NU Online News Service, Dec. 15, 12:00 p.m. EST

The property and casualty insurance industry got hit hard with losses in 2011, but the prospect of a return to underwriting discipline and improved earnings in 2012 leads Fitch Rating Service to give the industry a stable outlook.

In a report on the industry released yesterday, Fitch says that unusually high catastrophe-loss experience for the 2011 first half, along with Hurricane Irene later in the year, led to the highest loss experience since 2005, the year of Hurricanes Katrina, Rita and Wilma.

This will lead to an industry combined ratio of 108 for 2011 (compared to 102.5 in 2010) that includes $14 billion in catastrophe losses from tornado events in the spring, which the Insurance Information Institute calls the fifth-costliest catastrophe event in U.S. history.

Other 2011 events that hit reinsurers hard include the March 11 Japan earthquake and tsunami, with insured losses estimated at over $30 billion, and the February New Zealand earthquake, with an estimated $10 billion in insured losses, along with a series of flood events in Australia and Thailand.

The result of these events will be double-digit increases on property-catastrophe reinsurance risks, Fitch says, which will add to the 5 to 15 percent increases in 2011.

The losses point to “positive premium rate movements” that is “in the early stages,” says Fitch.

In 2012, reduced losses and healthier premium growth could produce a return on surplus on 5.4 percent compared to 2.7 percent in 2011.

However, Fitch warns that “shock events” such as a large catastrophe loss or decline in investments that leads to a reduction in capital and affects the ability to absorb large losses “could lead to a shift in rating outlook to negative.”

Fitch notes that commercial lines are more vulnerable to a negative outlook than personal lines because of recent pricing trends where personal lines are experiencing increases.

Commercial-line rates are described as “firmly inadequate” by Fitch in relation to accident-year losses, however, “the extent of capital destruction required to shift market behavior toward the next hard market is unclear.”

During a conference call today, James Auden, managing director for property and casualty insurance for Fitch, says the question remains if the pricing momentum will be sustainable in the future “and return to the level of underwriting profitability achieved in the mid-2000s.”

He says economic factors and price competition between carriers have the greatest influence on the P&C market cycle.
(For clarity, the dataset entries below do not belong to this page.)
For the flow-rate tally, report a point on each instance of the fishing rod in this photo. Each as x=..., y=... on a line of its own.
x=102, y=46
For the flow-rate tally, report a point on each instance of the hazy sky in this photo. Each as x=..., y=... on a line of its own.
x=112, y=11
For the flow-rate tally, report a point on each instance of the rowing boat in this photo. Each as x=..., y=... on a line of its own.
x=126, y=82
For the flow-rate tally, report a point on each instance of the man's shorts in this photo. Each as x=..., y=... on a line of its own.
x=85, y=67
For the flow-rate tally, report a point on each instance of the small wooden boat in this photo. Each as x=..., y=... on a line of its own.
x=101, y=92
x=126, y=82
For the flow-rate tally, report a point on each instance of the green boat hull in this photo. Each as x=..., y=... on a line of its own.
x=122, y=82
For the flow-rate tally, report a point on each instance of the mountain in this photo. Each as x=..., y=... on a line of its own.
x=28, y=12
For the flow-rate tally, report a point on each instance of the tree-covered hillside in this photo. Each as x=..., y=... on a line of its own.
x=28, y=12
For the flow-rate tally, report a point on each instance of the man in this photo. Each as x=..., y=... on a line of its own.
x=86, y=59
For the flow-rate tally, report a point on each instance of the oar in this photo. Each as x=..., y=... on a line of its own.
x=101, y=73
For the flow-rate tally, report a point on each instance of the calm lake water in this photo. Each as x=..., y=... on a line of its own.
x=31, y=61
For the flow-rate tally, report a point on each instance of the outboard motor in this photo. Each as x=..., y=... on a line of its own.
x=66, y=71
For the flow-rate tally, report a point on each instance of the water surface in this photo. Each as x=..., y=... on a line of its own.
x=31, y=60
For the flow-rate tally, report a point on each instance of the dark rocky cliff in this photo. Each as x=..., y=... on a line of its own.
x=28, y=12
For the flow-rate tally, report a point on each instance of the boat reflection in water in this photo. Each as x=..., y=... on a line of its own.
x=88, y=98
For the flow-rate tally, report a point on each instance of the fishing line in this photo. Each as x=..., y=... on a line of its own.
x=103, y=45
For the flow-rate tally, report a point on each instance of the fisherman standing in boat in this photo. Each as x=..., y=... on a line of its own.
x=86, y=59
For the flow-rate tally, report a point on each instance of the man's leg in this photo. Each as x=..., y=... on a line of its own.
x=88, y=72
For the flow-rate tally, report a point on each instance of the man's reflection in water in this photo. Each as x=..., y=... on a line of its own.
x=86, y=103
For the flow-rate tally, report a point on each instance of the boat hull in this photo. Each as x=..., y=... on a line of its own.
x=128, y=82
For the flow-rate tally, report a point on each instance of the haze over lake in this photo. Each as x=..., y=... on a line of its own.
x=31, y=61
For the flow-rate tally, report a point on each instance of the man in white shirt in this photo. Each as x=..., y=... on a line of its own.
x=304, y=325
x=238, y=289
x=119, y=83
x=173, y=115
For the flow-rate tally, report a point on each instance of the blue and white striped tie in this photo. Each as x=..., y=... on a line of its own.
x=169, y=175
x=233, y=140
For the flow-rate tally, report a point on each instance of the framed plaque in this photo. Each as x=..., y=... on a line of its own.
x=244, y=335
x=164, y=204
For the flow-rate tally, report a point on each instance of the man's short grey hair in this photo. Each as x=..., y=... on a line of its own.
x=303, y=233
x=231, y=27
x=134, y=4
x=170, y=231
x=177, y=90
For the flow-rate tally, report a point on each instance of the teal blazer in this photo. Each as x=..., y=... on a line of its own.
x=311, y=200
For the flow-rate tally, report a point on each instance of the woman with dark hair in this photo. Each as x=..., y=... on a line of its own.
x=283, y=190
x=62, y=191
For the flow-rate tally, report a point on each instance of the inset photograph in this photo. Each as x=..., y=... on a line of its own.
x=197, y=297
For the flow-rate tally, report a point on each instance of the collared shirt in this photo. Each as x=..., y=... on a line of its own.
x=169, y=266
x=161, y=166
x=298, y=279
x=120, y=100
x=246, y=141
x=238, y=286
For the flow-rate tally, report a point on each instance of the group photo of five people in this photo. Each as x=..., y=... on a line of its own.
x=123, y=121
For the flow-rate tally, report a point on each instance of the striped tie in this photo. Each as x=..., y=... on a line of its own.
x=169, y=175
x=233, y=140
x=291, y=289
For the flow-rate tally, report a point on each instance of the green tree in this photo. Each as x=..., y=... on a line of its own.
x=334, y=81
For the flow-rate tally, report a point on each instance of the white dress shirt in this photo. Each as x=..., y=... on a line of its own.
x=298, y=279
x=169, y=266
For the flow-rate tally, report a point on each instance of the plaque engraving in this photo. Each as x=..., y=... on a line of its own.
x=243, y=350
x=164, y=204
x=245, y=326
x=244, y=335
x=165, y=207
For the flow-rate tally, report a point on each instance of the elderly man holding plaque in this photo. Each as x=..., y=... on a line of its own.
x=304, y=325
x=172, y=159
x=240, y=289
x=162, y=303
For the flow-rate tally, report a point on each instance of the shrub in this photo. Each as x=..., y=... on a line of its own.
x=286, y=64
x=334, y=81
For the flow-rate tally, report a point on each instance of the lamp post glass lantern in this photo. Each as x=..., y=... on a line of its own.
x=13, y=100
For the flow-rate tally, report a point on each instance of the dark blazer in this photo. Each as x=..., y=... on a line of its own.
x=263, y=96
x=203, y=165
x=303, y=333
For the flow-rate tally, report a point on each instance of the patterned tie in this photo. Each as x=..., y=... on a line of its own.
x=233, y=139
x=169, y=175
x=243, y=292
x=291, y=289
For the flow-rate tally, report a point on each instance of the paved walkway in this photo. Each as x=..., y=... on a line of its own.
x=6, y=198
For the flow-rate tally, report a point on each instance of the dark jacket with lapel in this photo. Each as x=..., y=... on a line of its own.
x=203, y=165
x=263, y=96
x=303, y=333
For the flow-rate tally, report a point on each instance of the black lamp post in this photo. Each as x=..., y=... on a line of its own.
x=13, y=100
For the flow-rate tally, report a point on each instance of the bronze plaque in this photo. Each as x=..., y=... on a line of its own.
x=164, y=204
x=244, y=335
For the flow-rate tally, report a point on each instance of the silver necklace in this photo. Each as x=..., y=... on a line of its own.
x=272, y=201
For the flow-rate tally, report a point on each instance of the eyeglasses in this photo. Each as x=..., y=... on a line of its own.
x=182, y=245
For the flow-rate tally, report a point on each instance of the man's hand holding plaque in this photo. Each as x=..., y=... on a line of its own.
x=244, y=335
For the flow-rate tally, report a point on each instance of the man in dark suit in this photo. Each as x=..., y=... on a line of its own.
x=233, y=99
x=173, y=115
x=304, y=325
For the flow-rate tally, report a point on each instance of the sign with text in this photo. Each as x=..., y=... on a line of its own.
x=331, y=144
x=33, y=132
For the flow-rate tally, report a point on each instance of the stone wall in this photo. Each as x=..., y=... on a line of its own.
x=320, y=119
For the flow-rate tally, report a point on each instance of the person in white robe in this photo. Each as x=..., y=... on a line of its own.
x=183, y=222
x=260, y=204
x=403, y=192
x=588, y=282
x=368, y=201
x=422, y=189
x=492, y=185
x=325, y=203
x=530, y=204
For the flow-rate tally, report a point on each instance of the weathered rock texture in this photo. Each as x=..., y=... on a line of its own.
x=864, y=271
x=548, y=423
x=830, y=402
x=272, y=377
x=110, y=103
The industry's capital level remains strong, and the industry is not experiencing a withdrawal of capacity that would come from any significant mergers and acquisitions or insolvencies.

“As such, Fitch's expectation is that the market will gain some near-term benefit from rate increases, but a return to a true hard market is less likely,” says Auden.

In this environment, he says the industry is expected to produce mid-single digit returns on capital for the next few years.